Nine and a half years ago, NASA’s New Horizons spacecraft left earth for a three billion-mile journey to the far reaches of our solar system. This morning, it flew by Pluto, and the dwarf planet was finally ready for its close-up.

The journey represents a staggering achievement for space discovery. The New Horizons craft departed earth nearly ten years ago, which means it is operating with decade-old machinery and tracing a path calculated in the earth 2000s. In addition to providing new, highly detailed images of Pluto, scientists hope to the fly-by will settle the debate on Pluto’s size, confirming it as the largest object in the Kuiper Belt.

The moment of closest approach took place at 7:49 am this morning, when the craft whizzed by the icy planet at about 31,000 miles per hour, offering a very brief window for data collection. It takes four and half hours for this data to reach earth and several more for NASA’s 200 foot-wide satellites to receive the full transmission, a rate that’s 56 times slower than a 56k modem from the 1990s. (Turns out three billion miles is a really long way.)
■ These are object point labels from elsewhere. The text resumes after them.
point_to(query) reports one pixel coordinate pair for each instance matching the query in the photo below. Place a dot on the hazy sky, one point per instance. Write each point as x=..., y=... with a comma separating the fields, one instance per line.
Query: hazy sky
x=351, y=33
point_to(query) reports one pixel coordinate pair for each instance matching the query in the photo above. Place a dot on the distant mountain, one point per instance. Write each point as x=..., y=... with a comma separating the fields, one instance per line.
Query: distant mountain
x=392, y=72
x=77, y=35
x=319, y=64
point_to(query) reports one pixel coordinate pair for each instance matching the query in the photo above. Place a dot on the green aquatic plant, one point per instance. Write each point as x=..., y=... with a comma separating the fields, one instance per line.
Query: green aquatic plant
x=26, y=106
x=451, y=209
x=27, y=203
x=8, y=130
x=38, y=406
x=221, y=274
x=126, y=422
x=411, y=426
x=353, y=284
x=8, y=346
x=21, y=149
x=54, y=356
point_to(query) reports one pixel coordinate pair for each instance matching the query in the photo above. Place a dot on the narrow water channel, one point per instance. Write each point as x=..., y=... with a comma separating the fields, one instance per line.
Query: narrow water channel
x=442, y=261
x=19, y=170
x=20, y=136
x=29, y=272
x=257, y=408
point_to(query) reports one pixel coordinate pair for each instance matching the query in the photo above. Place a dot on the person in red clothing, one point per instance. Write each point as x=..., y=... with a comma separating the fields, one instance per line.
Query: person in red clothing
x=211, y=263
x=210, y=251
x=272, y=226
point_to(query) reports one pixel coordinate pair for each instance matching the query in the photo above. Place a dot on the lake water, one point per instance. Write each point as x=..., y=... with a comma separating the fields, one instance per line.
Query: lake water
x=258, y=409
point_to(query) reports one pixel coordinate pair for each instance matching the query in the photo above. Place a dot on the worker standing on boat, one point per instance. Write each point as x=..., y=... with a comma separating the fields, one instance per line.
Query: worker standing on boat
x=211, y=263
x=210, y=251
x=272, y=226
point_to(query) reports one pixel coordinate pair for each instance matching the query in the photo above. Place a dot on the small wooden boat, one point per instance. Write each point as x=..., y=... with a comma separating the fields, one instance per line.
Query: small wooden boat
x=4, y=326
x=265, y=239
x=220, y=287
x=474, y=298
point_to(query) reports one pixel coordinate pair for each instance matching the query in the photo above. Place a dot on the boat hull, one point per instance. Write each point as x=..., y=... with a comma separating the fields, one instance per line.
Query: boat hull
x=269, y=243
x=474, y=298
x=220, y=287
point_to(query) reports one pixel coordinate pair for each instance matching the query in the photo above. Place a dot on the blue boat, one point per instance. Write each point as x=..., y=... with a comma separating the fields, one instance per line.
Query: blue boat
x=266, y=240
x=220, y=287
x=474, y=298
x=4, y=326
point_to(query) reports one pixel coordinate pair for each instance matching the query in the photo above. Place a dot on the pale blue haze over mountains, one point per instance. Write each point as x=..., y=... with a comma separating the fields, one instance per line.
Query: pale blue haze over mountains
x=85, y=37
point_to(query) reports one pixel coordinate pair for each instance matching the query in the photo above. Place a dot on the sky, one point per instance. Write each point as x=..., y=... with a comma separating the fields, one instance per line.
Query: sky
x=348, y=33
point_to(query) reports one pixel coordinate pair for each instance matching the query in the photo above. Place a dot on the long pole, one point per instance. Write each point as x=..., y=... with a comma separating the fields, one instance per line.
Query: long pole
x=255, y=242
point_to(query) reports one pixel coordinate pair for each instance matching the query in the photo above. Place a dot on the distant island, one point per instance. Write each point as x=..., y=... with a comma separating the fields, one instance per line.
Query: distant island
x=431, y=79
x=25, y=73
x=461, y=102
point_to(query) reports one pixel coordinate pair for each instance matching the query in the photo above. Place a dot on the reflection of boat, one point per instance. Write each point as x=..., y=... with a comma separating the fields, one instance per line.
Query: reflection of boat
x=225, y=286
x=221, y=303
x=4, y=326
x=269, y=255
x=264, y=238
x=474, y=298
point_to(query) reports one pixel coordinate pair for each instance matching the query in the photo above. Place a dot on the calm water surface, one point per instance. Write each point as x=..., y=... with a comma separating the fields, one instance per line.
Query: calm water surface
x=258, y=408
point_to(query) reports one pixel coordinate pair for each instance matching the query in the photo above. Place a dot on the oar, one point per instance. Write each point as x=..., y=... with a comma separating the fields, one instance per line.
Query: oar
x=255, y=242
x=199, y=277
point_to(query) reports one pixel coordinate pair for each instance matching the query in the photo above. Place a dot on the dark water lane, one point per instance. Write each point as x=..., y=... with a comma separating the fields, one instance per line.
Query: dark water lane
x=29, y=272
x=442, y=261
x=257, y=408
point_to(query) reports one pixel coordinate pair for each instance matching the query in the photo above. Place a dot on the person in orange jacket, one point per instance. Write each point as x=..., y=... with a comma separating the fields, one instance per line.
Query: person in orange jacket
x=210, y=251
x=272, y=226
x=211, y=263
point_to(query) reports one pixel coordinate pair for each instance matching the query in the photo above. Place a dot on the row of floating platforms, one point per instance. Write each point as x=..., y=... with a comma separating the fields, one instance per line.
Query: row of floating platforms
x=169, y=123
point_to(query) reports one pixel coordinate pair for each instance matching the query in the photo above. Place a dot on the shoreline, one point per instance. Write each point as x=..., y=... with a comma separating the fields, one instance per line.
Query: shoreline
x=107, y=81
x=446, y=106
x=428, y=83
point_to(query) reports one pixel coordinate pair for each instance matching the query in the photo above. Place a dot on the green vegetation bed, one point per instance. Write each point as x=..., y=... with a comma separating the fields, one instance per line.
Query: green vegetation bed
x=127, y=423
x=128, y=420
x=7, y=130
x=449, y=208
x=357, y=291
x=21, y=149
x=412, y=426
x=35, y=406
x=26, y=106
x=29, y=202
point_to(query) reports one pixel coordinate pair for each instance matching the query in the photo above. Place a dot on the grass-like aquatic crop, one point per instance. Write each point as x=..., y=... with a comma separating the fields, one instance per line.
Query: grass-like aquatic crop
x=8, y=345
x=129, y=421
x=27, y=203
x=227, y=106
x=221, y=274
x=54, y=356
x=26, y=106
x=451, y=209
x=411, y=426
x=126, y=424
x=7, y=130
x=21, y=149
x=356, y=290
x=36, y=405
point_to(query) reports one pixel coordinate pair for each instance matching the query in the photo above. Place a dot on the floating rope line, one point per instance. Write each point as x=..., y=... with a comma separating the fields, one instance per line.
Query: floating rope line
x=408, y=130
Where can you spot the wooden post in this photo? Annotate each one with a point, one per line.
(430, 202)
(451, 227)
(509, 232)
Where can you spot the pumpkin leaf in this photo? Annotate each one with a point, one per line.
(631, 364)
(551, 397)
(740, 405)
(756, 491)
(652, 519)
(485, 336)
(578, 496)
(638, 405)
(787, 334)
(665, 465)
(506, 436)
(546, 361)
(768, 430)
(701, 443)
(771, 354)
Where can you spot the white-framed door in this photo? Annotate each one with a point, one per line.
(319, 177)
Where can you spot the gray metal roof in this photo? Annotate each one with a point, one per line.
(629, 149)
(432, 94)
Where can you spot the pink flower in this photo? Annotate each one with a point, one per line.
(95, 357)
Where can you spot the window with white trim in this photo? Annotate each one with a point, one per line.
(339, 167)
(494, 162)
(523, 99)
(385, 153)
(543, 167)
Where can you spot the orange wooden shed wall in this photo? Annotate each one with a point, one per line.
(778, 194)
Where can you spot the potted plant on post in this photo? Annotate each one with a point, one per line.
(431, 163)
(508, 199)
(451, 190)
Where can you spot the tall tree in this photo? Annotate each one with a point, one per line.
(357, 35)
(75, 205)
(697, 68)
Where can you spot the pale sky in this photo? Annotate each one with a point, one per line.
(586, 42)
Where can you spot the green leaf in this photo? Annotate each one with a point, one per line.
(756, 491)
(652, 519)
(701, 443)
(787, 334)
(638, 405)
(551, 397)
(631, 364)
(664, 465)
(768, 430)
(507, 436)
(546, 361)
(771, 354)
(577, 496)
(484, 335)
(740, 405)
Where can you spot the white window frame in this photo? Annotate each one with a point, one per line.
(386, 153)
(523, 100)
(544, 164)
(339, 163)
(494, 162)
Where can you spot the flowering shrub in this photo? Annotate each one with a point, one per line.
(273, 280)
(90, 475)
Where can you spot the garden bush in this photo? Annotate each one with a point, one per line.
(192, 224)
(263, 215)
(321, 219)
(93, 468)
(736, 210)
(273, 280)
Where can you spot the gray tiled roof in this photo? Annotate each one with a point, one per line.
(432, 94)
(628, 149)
The Pluto sighting is the first new planet sighting in a generation—NASA’s last sightings of Uranus and Neptune were in the 1980s—and it’s likely to the last one for a very long time. For S. Alan Stern, the principal investigator for the mission, the next several days of unpacking data should prove “mouthwatering.”

Beyond Pluto, New Horizons will continue to pass beyond the fringes of the solar system and transmit data from deep space until about 2030 when it loses power.

After that? Well, it’ll just keep on going.